A conjecture motivated by a factoring project :
For every odd prime power $\ P\ $ , there is an integer $\ n>1\ $ such that $\ P\mid n^{n-1}+n-1\ $. In other words , every odd prime power divides some number of the form $n^{n-1}+n-1$.
Can we prove this conjecture ?
Every prime power $\ p^k\le 10^7 $ with an odd prime $p$ and an integer $\ k>1\ $ satisfies the conjecture which I found out with a brute force search. For the primes however, I only arrived at about $\ P=500\ 000\ $.
I noticed no nice pattern to find a suitable $\ n\ $quickly, so I need (in the case it is too hard to prove the conjecture) a more efficient method to find a suitable $\ n\ $ so that I can at least extend the search limit significantly.

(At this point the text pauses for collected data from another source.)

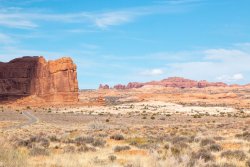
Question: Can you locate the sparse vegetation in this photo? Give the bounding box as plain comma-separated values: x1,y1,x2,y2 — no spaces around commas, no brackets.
1,95,250,167
208,144,222,152
221,150,247,161
246,159,250,167
92,138,106,147
0,145,28,167
200,138,216,146
114,145,131,152
108,155,117,162
29,146,49,156
110,134,125,140
191,149,215,162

The conjecture is false for arbitary odd numbers $\ P\ $. A counterexample is $\ 171\ $.
Best Answer
For $p$ an odd prime this is always true. Take $n$ such that $n\equiv 2\pmod{p-1}$ and $n\equiv\frac{p+1}{2}\pmod p$; this is always possible by the Chinese remainder theorem. Now we have $n-1\equiv 1\pmod{p-1}$, and so $n^{n-1}\equiv n\pmod p$ by Fermat's little theorem. So $n^{n-1}+n-1\equiv 2n-1\equiv p$.
For $P$ a nontrivial prime power this approach (via Euler-Fermat) doesn't work because $P$ and $\phi(P)$ are not coprime.